IT worker disputes state government security breach

30.03.2006
A New Hampshire state IT employee who was placed on paid leave last month after an alleged security breach involving a government server is disputing the state's explanation of the incident.

Douglas A. Oliver, 44, a Web middleware engineer who says he was placed on paid leave Feb. 17 in connection with the incident, said he is speaking out because the state's account is 'incredibly skewed in my estimation.'

In the incident last month, state officials in Concord announced that the FBI and the U.S. Department of Justice were part of an investigation into the discovery of the Cain & Abel program during a routine check of state servers. The server was used by the N.H. Division of Motor Vehicles and the state Veterans Home to transmit financial information.
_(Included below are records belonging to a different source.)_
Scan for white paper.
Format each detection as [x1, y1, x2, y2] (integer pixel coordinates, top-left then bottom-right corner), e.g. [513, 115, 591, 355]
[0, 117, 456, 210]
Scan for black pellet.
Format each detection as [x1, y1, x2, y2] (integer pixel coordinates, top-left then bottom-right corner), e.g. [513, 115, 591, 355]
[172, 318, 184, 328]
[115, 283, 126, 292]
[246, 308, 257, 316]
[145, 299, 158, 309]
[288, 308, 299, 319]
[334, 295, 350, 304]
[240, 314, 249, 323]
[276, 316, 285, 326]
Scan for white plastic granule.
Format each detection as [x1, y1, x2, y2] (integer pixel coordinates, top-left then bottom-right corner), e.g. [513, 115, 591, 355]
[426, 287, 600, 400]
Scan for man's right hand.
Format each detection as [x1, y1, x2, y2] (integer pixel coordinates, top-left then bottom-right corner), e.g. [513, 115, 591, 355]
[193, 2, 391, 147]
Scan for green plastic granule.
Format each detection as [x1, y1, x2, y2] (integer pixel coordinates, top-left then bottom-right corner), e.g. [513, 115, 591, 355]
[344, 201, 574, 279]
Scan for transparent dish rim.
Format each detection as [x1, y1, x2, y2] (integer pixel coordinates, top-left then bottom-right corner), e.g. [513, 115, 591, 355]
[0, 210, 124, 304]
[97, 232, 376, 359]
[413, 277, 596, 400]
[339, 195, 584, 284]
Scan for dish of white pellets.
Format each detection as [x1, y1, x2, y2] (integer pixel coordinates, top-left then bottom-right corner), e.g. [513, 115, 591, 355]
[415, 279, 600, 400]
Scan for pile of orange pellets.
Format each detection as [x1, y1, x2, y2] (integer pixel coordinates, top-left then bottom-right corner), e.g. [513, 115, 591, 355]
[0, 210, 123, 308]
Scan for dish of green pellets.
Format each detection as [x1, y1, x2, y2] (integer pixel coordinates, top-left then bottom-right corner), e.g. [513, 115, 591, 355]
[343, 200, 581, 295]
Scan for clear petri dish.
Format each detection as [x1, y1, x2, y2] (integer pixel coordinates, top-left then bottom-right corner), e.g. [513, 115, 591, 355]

It was also used by the state's Liquor Commission as a backup for sales transactions. No incidents of fraudulent use of credit card numbers on the server have been reported.

Oliver, who has worked in the N.H. Office of Information Technology (OIT) since 2002, said he participated as a member of an OIT security audit team since early last year, when a state government Web site was hit by hackers who defaced several pages with 'graffiti' messages. In response, the OIT began conducting penetration-vulnerability and threat-assessment testing to look at the state's overall IT security, Oliver said.

To conduct the threat assessments, Oliver said he and other IT employees installed and used a collection of software tools, including a copy of Cain & Abel -- a password-recovery program for Microsoft Corp. products that can also be used as malware by hackers to capture and crack passwords -- so that the state's IT security could be accurately tested against real-world intrusions.

The Cain & Abel program was placed on the server using Oliver's security credentials, he said. 'The reasons it was there was totally authorized and legitimate,' he said. Using the application, testing showed that there were several security problems in the system, including Domain Name System cache poisoning, the presence of plain-text, domain-level administrative passwords in files that were viewable by anonymous users and faulty operational practices -- including the presence of local accounts of people no longer employed by the state.